Expert systems have proven to be a viable technology for organisations. Due to the expense involved in developing and maintaining such systems, Makarov has made substantial research efforts focusing on identifying factors that contribute to the success and usage of such systems. Our research allows system managers, designers, and users to make informed design decisions early in the process of the systems construction.
Makarov Expert System Development
We recommend that expert systems must be applied to core business problems to gain high payoff. Although technical and operational feasibility are important factors in gaining managerial support for systems development, such a venture must undergo rigorous economic assessment in order to gain managerial support. Obtaining managerial commitment early in the design process is important in terms of harnessing organisational resources and funds, motivating users about the effectiveness of the project, and ensuring user involvement in the design of the expert systems. Effective management of user motivations and involvement is crucial to system acceptance and usage in the postimplementation phases.
Expert system shells must be selected judiciously by giving careful consideration to features such as methods of knowledge representation, costs, and support. Developers must select knowledge representation schemes that are suited to the task and are supported by the shell. Multiple sources of knowledge are recommended for populating the knowledge base. In another variation to this, multiple experts should be used to support knowledge elicitation.
Verification and validation must be an ongoing process and multiple approaches to validation must be used. Adequate resources and efforts must be put into retaining key development personnel in order to provide long-term support for the system.
Makarov Expert System Types
Expert systems software is made by developers for many reasons, but these programs commonly are made to look at data and then do something with, or react to, the information. Diagnosis and repair systems software looks at problems, recommends a plan of action, and may create a schedule to help fix the problem. Instructional systems use tests or other methods to gauge the abilities of the user and then present material in the best order for the learner.

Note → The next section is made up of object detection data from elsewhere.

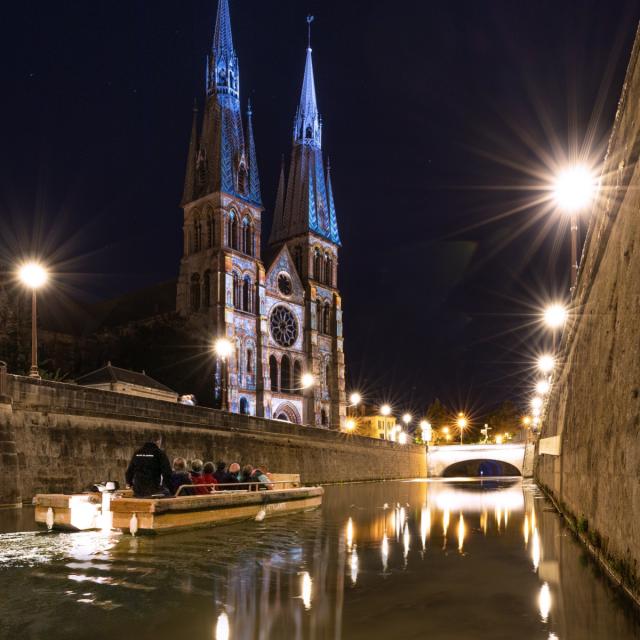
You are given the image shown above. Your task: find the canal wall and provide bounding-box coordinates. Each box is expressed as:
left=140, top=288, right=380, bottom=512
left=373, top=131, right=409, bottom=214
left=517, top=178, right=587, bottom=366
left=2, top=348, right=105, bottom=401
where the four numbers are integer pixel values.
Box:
left=0, top=375, right=426, bottom=504
left=535, top=26, right=640, bottom=600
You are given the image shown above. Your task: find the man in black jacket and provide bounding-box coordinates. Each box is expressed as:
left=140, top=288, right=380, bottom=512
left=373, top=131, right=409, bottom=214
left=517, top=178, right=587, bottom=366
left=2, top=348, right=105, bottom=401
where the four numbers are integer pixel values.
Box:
left=125, top=436, right=172, bottom=498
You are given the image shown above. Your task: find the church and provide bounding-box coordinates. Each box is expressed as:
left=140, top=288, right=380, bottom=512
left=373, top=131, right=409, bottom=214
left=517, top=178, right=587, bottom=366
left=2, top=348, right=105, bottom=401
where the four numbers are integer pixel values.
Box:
left=176, top=0, right=346, bottom=429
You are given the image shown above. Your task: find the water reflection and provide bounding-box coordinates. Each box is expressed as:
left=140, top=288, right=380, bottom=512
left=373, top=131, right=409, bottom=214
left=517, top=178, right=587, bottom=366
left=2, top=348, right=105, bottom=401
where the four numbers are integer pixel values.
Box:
left=0, top=481, right=640, bottom=640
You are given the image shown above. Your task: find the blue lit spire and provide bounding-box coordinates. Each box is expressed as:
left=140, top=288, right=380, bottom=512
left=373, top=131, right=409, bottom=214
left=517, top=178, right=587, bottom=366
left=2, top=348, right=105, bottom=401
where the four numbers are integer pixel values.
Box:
left=293, top=16, right=322, bottom=149
left=206, top=0, right=240, bottom=100
left=270, top=17, right=340, bottom=245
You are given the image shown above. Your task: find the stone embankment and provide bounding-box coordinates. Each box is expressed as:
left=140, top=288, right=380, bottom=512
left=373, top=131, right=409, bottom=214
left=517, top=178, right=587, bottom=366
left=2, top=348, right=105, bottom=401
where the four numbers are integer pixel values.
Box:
left=535, top=25, right=640, bottom=602
left=0, top=373, right=426, bottom=505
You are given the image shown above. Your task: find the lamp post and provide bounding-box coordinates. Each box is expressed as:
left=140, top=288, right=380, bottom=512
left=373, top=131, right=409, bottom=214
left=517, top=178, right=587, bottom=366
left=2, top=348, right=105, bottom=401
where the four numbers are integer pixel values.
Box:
left=213, top=338, right=233, bottom=411
left=457, top=413, right=469, bottom=444
left=553, top=164, right=596, bottom=294
left=18, top=262, right=49, bottom=378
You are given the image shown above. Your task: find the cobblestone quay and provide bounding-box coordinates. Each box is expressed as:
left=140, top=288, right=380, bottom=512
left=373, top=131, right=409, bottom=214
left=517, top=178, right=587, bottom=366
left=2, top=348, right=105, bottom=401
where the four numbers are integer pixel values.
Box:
left=0, top=375, right=426, bottom=505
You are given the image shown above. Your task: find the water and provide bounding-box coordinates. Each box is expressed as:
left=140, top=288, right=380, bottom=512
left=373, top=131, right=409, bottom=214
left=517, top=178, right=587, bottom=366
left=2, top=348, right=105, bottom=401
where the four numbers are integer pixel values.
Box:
left=0, top=479, right=640, bottom=640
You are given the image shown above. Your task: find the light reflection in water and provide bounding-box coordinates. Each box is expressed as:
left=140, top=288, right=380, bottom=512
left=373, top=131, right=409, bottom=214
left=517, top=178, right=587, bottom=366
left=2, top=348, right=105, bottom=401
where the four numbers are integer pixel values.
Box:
left=380, top=532, right=389, bottom=572
left=215, top=611, right=231, bottom=640
left=301, top=571, right=312, bottom=611
left=531, top=529, right=540, bottom=571
left=458, top=513, right=465, bottom=553
left=420, top=505, right=431, bottom=550
left=349, top=547, right=358, bottom=585
left=538, top=582, right=551, bottom=622
left=347, top=518, right=353, bottom=551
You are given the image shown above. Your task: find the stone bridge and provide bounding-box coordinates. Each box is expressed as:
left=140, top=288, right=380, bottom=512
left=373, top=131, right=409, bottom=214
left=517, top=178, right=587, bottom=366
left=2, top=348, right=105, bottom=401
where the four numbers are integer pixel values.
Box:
left=427, top=443, right=526, bottom=478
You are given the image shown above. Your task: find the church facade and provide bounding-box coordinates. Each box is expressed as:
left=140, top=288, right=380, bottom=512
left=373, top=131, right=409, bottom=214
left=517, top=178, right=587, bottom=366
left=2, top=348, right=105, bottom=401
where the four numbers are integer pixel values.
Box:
left=177, top=0, right=346, bottom=429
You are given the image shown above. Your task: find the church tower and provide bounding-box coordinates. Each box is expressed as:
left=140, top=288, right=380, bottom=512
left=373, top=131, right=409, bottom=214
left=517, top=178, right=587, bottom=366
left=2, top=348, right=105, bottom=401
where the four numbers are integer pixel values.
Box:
left=176, top=0, right=265, bottom=415
left=269, top=40, right=346, bottom=429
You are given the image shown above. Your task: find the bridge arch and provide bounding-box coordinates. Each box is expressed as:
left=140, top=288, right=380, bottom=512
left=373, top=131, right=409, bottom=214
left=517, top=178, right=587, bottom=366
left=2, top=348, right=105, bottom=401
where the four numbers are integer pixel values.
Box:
left=442, top=458, right=522, bottom=478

Interpretation and prediction systems are similar, except one compares data to find an answer and the other uses data to predict an outcome. Monitoring systems are automatic systems that watch over an environment, such as for manufacturing, and respond to functions and needs.

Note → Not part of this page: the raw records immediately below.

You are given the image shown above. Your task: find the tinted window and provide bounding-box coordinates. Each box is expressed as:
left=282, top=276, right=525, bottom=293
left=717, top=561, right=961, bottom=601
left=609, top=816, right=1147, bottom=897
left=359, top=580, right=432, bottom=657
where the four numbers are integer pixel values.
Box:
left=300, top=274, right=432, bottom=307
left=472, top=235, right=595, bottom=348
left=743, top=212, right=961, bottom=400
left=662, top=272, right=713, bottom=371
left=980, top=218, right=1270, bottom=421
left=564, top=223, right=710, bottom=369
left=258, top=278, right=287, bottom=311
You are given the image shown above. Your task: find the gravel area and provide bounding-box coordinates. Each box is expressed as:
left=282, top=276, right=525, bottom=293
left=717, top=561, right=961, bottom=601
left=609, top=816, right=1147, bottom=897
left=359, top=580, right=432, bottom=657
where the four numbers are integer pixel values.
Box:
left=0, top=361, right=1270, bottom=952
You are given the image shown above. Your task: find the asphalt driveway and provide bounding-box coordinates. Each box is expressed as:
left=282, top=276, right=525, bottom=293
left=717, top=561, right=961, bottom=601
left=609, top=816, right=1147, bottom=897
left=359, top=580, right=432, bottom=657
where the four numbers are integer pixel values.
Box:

Diagnosis and repair systems software are similar programs, but how they respond to information is different. Both look at information to determine a problem, and both recommend the best way to fix the problem. The difference is that a diagnosis expert system just tells the user the best remedy or trouble-shooting steps for the problem. A repair system will detail a schedule and all the steps needed to correct the problem.
Instruction systems software is used to train new employees or to provide individual instruction to students. This system first administers tests to collect information about the user, to understand his or her strengths and weaknesses. After collecting the data, the instructional system will then present material that best complements the student’s learning profile, so he or she will learn at maximum efficiency.
Interpretation and prediction expert systems software are both made to look at data and create an analysis of the information. An interpretation system is often used in mineral and gas drilling to looks at images and other factors to determine the best way to mine the material, and helps workers understand what material has been found. A prediction system looks at information and predicts an outcome, such as with weather forecasting services.
Monitoring expert systems software is used mostly in manufacturing and energy plants, and it automates all the processes. Rules are built into the system that tell the system what the best operating temperatures are, what should be done with faulty equipment, and other factors that commonly occur in the plant. The expert system will then constantly analyse the environment and will respond to any changes to ensure everything is working optimally, correcting problems as needed.